Dans le journal de Montréal, François Bugingo livrait hier une analyse bien informée sur la délicate question des djihadistes.

Il y écrivait à la fin de cet article passionnant : La question n’est plus vraiment de savoir si nous allons bientôt payer pour cet imbroglio syrien, mais plutôt quand ?

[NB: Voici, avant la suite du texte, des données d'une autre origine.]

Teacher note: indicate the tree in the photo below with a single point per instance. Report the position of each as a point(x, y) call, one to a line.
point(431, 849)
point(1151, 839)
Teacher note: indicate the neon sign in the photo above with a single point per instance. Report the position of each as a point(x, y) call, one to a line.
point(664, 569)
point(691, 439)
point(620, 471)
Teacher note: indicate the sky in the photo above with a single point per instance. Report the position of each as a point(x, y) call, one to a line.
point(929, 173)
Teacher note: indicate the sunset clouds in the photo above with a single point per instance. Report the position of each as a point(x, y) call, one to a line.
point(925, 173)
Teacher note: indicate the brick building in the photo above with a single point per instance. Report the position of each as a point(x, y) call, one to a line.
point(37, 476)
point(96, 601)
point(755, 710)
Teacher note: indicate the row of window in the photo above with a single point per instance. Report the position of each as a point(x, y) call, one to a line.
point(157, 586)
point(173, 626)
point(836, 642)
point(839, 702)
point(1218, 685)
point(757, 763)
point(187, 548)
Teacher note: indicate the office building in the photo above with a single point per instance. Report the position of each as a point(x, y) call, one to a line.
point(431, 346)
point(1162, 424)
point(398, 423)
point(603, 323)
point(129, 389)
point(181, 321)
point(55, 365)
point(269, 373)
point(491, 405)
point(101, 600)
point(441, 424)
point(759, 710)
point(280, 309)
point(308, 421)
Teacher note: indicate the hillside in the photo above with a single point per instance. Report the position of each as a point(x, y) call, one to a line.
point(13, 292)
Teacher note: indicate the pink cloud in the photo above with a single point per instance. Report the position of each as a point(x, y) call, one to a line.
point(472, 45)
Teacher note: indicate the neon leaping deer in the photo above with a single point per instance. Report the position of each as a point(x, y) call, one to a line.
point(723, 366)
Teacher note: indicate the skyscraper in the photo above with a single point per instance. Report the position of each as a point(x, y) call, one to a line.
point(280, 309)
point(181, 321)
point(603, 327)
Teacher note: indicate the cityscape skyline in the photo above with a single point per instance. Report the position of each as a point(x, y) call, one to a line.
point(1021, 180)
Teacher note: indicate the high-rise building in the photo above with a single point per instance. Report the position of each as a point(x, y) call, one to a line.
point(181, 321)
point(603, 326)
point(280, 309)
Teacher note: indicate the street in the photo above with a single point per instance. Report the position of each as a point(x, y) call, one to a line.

En 2005, dans notre ouvrage « Le jour où la France tremblera », Guillaume Bigot et moi faisions état de cette même situation en parlant du Cancer djihadiste en France :

Les anciens d’Afghanistan, du Kosovo, de Bosnie, de Somalie ou de Tchétchénie deviendront des héros et inspireront le respect dans les cités. Au sein d’une jeunesse engluée dans le chômage de masse et gavée de films d’action, ces vétérans de la guerre sainte susciterons des vocations […] les filières du djihad tendront à se diversifier, rendant plus difficile la lutte contre la radicalisation d’une partie de notre jeunesse.

Les métastases des années 2000 sont devenus des cancers mondiaux et les services de renseignements, qui s’alarmaient déjà il y a 15 ans, doivent maintenant faire face à des retours de plus en plus importants de djihadistes dans la plupart des pays occidentaux.

Encore plus révoltés qu’ils ne l’étaient par les combats et la mort de leurs camarades dans les zones de conflit, entraînés et décidés à étendre le djihad sur la planète, ces hommes sont plus que des bombes à retardement car ils sont à la fois des terroristes en puissance, mais surtout de formidables agents de recrutement pour d’autres filières djihadistes et du terrorisme local.

Depuis les premiers attentats des années 1990 en France – liés à l’époque aux Groupes Islamiques Armés (GIA opérant principalement en Algérie) – le cancer du terrorisme islamiste n’a cessé  de gagner du terrain, combattu avec plus ou moins de réussite par les services antiterroristes, dans la quasi indifférence de la part des leaders politiques des pays occidentaux qui n’étaient alors pas directement visés.

L’imprévoyance et l’indifférence à une question qui semblaient alors contenue hors des frontières – et notamment hors du continent américain – sont des erreurs qui coûtent aujourd’hui très cher à la lutte mondiale contre le terrorisme.

Dans une entrevue donnée en 2008, qui faisait suite à une tentative d’attentat à Paris, je disais : «La question n’est pas de savoir s’il y aura un attentat mais plutôt quand et comment il aura lieu»

Cette phrase concernait la France. Elle est plus que jamais d’actualité.

Elle s’applique désormais à la plupart des pays occidentaux.